The operation was highly coordinated, with staged payloads prepared in advance and both affected Axios branches compromised within minutes. Each platform-specific variant – C++ for macOS, PowerShell for Windows, and Python for Linux – shares the same functionality, enabling system reconnaissance, command execution, and data exfiltration. While macOS and Linux variants lack persistence, the Windows version establishes ongoing access via registry modifications.

Researchers believe the attacker leveraged a long-lived npm access token to gain control of the maintainer account. There are also indications linking the malware to previously observed tooling associated with a North Korean threat group known as UNC1069.

Users are strongly advised to downgrade Axios immediately to versions 1.14.0 or 0.30.3, remove the malicious dependency, check for indicators of compromise, and rotate all credentials if exposure is suspected.

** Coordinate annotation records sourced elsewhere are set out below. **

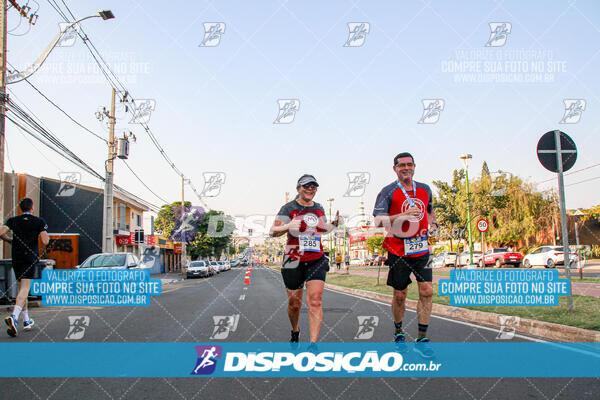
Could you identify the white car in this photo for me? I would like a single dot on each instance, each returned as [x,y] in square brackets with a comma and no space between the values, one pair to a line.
[438,261]
[198,269]
[358,261]
[113,260]
[216,266]
[549,257]
[449,258]
[225,266]
[463,258]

The Ugly | High-Severity Chrome Zero-Day in Dawn Component Allows Remote Code Execution

Google has issued security updates for its Chrome browser to address 21 vulnerabilities, including a high-severity zero-day flaw, tracked as CVE-2026-5281, that is actively being exploited in the wild. The vulnerability stems from a use-after-free (UAF) bug in Dawn, an open-source implementation of the WebGPU standard used by Chromium. If successfully exploited, it allows attackers who have already compromised the browser’s renderer process to execute arbitrary code via a specially crafted HTML page.

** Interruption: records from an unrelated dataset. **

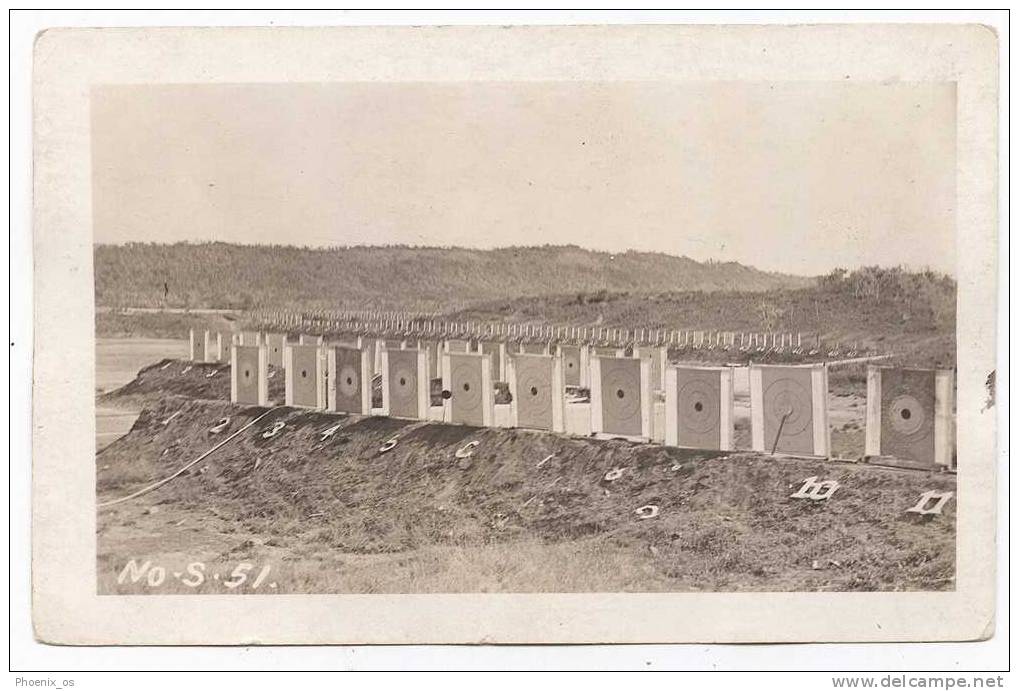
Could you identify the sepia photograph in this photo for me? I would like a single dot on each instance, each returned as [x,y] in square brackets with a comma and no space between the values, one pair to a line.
[524,337]
[515,334]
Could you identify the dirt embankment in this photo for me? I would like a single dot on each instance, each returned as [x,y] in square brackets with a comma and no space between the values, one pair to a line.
[525,512]
[205,381]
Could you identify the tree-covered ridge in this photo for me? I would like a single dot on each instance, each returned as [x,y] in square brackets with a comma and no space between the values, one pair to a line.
[224,275]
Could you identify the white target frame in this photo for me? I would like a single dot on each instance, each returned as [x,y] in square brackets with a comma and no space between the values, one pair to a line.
[262,374]
[646,404]
[726,406]
[557,391]
[944,418]
[366,379]
[819,409]
[487,390]
[288,374]
[424,384]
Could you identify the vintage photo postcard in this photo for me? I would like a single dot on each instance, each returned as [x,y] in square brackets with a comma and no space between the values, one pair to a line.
[515,334]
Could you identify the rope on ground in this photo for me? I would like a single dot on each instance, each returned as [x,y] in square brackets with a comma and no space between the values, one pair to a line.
[182,469]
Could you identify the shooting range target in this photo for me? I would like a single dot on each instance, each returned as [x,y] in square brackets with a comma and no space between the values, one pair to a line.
[470,387]
[789,409]
[249,375]
[405,377]
[699,407]
[622,396]
[571,365]
[534,393]
[909,414]
[347,375]
[305,378]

While Google has confirmed active exploitation, it has withheld technical details and attribution to limit further abuse until more users apply the patch. This zero-day is the latest in a series of actively-exploited Chrome flaws addressed in 2026 so far, bringing the total to four for this year alone. Previous issues included vulnerabilities in Chrome’s CSS component, Skia graphics library, and V8 JavaScript engine.

The Dawn flaw could lead to browser crashes, memory corruption, or other erratic behavior, underscoring the risks posed by modern browser attack surfaces. To date, Google has released fixes in Chrome version 146.0.7680.177/178 for Windows and macOS, and 146.0.7680.177 for Linux, now available through the Stable Desktop channel.

To protect against the flaw, Users can update Chrome immediately by navigating to the browser’s settings and relaunching after installation. Other Chromium-based browsers, including Microsoft Edge, Brave, Opera, and Vivaldi, are also expected to roll out patches and should be updated promptly. CISA has added the flow to its KEV catalog and mandated that FCEB agencies apply the patch by April 15, 2026 to prevent their networks from attack. This latest incident highlights the ongoing targeting of web browsers by threat actors and reinforces the importance of timely patching to mitigate exploitation risks.